Jalan Berlubang Jadi Prioritas, Pemkot Surabaya Habiskan 60 Ton Hotmix Setiap Hari

SURABAYA, 23 FEBRUARI 2026 – VNNMedia – Pemerintah Kota (Pemkot) Surabaya terus mengakselerasi penanganan jalan berlubang di berbagai titik kota. Upaya tersebut dilakukan dengan mengerahkan sembilan tim Satuan Tugas (Satgas) perbaikan jalan yang setiap harinya mampu menghabiskan hingga 60 ton material hotmix.

Selain mengandalkan patroli rutin, pemkot juga mengoptimalkan berbagai kanal pengaduan warga agar setiap laporan dapat segera ditindaklanjuti.

Asisten II Bidang Perekonomian dan Pembangunan Kota Surabaya, Syamsul Hariadi, menegaskan bahwa percepatan perbaikan jalan menjadi salah satu prioritas utama pemkot.

Ia menyebut, Dinas Sumber Daya Air dan Bina Marga (DSDABM) memiliki Satgas khusus perbaikan jalan yang bekerja dengan pola respons cepat, serupa dengan Satgas Drainase.

“Begitu ada laporan atau temuan di lapangan, tim bisa langsung bergerak tanpa menunggu lama. Ini bagian dari komitmen kami untuk mempercepat perbaikan jalan,” ujar Syamsul.

Menurutnya, sembilan tim Satgas tersebut dibagi ke dalam lima rayon dan setiap hari melakukan pemantauan kondisi jalan di seluruh wilayah Surabaya. Setiap laporan jalan berlubang yang masuk akan segera ditindaklanjuti agar tidak mengganggu aktivitas masyarakat terlalu lama.

Selain patroli lapangan, Satgas juga aktif memantau laporan yang disampaikan masyarakat melalui kanal resmi Pemkot Surabaya.

“Kami tidak hanya menunggu laporan masuk, tapi juga memantau informasi yang berkembang di masyarakat,” kata Syamsul.

Dari sisi anggaran, ia memastikan pemeliharaan rutin jalan pada tahun ini tetap aman. Pemkot Surabaya mengalokasikan dana sekitar Rp40 miliar, jumlah yang relatif sama dengan tahun sebelumnya.

Anggaran tersebut digunakan tidak hanya untuk pembangunan, tetapi juga pemeliharaan jalan secara berkala.

Hal senada disampaikan Kepala DSDABM Kota Surabaya, Hidayat Syah.
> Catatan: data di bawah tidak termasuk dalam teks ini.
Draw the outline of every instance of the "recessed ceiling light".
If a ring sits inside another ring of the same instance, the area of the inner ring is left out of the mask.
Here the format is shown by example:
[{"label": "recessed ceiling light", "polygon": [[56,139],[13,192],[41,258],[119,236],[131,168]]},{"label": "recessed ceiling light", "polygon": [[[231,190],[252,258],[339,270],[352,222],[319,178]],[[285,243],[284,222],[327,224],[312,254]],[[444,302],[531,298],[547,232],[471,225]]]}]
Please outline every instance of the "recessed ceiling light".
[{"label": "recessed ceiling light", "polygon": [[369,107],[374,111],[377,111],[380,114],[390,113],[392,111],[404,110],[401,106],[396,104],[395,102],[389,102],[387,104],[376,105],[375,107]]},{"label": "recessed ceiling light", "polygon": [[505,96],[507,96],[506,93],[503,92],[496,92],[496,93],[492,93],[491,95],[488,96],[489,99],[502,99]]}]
Ia memastikan setiap laporan kerusakan jalan ditangani secepat mungkin tanpa menunggu batas waktu 1×24 jam.

“Begitu ada laporan atau temuan, tim langsung kami turunkan agar kerusakan tidak melebar dan membahayakan pengguna jalan,” ujarnya.

Untuk memperkuat respons cepat, jumlah tim Satgas juga ditingkatkan. Dari sebelumnya lima tim, kini bertambah menjadi delapan tim ditambah satu Unit Reaksi Cepat (URC).

Selain itu, DSDABM juga menyiapkan tiga tim khusus malam hari, terutama selama bulan Ramadan, seiring meningkatnya aktivitas masyarakat pada malam hari.

“Kami fokuskan pelayanan tetap maksimal, karena selama Ramadan aktivitas malam hari biasanya meningkat,” jelas Hidayat.

Sementara itu, Kepala Bidang Jalan dan Jembatan DSDABM Kota Surabaya, Dedy Purwito, menjelaskan bahwa setiap tim Satgas telah dibekali armada dan peralatan lengkap. Dalam sehari, total hotmix yang digunakan untuk perbaikan jalan mencapai 50 hingga 60 ton.

“Masing-masing tim memiliki truk pengangkut hotmix, ditambah kendaraan pickup serta alat pemadatan seperti stamper dan roller. Distribusi material ke lokasi perbaikan bisa dilakukan dengan cepat,” terang Dedy.

Setiap truk mampu membawa sekitar delapan hingga sembilan ton hotmix. Dengan sembilan tim yang beroperasi, total material yang digunakan per hari bisa mencapai 60 ton, tergantung tingkat kerusakan jalan yang ditangani.

Meski demikian, DSDABM juga berharap dukungan aktif dari masyarakat. Warga diminta segera melaporkan jika menemukan jalan rusak atau berlubang agar dapat ditangani lebih cepat.

“Partisipasi warga sangat penting. Laporan bisa disampaikan melalui aplikasi WargaKu atau dengan menghubungi layanan darurat 112, sehingga tim kami bisa segera turun ke lokasi,” pungkasnya.